Germany to use automated speech analysis for migration applicants
Within two weeks, German authorities plan to use automated software to analyze speech patterns of asylum seekers to verify their claimed place of origin, according to a Deutsche Welle report.
The software is based on similar authentication programs used in the finance and insurance industries to assess speech patterns when confirming identity.
Deutsche Welle, citing the German daily “Die Welt,” said the Federal Office for Migration and Refugees (BAMF) will begin using the automated dialect analysis software with full implementation planned for 2018. The results will be used by migration officials as one factor when considering migrant applications.
Germany has used speech analysis for nearly 20 years on a more limited basis. If uncertainty about an applicant’s stated country of origin arose, recordings of conversation with the migrant would be sent to a linguistics expert for review.
The assessment would include language variations and accents – for example, noting that a French or Arabic speaker demonstrated key dialect markers – or by the specific use of common words for food, clothing or other clues rooted in culture.
Critics warn of a number of potential problems with both automated software or human linguistic analysis.
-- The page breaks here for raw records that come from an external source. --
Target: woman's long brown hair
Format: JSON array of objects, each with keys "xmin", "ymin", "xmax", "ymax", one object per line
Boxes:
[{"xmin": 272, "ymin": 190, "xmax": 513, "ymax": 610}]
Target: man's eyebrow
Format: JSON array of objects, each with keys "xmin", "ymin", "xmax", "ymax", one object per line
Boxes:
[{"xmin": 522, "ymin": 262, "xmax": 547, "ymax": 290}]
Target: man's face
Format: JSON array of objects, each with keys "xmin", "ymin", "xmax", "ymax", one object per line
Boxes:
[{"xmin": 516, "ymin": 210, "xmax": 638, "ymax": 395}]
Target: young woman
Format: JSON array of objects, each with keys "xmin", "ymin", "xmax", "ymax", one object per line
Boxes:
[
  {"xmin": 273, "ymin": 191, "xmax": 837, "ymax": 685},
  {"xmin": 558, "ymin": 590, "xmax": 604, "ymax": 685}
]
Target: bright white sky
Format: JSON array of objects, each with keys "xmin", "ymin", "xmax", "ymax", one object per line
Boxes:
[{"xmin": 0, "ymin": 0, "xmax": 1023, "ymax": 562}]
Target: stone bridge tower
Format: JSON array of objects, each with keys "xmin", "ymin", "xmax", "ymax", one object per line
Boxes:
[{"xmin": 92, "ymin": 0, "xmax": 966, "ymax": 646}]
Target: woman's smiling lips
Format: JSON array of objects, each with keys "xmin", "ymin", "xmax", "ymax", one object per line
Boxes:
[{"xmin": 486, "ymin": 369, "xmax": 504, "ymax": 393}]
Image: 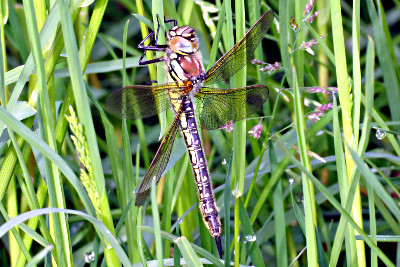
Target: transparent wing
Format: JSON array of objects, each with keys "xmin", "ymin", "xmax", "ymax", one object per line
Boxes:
[
  {"xmin": 194, "ymin": 85, "xmax": 269, "ymax": 130},
  {"xmin": 106, "ymin": 82, "xmax": 187, "ymax": 120},
  {"xmin": 204, "ymin": 10, "xmax": 274, "ymax": 84},
  {"xmin": 135, "ymin": 105, "xmax": 182, "ymax": 206}
]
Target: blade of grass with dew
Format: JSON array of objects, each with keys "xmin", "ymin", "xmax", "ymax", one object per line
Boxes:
[
  {"xmin": 351, "ymin": 0, "xmax": 361, "ymax": 143},
  {"xmin": 0, "ymin": 208, "xmax": 130, "ymax": 266},
  {"xmin": 238, "ymin": 198, "xmax": 265, "ymax": 266},
  {"xmin": 293, "ymin": 71, "xmax": 318, "ymax": 266},
  {"xmin": 367, "ymin": 184, "xmax": 378, "ymax": 267},
  {"xmin": 331, "ymin": 1, "xmax": 365, "ymax": 266},
  {"xmin": 57, "ymin": 0, "xmax": 118, "ymax": 265},
  {"xmin": 358, "ymin": 36, "xmax": 375, "ymax": 155},
  {"xmin": 367, "ymin": 0, "xmax": 400, "ymax": 131}
]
For example, a subject will commonly alter responses in ways expected by the interviewer, or on the basis of cues they’ve understood about the process.
Both automated systems and humans can be wrong in their assessment, but as linguistics expert Monika Schmid told Deutsche Welle, the humans are “probably better at realizing this.”
In 2016, just a third of the linguistic analyses conducted by BAMF confirmed the stated country of origin.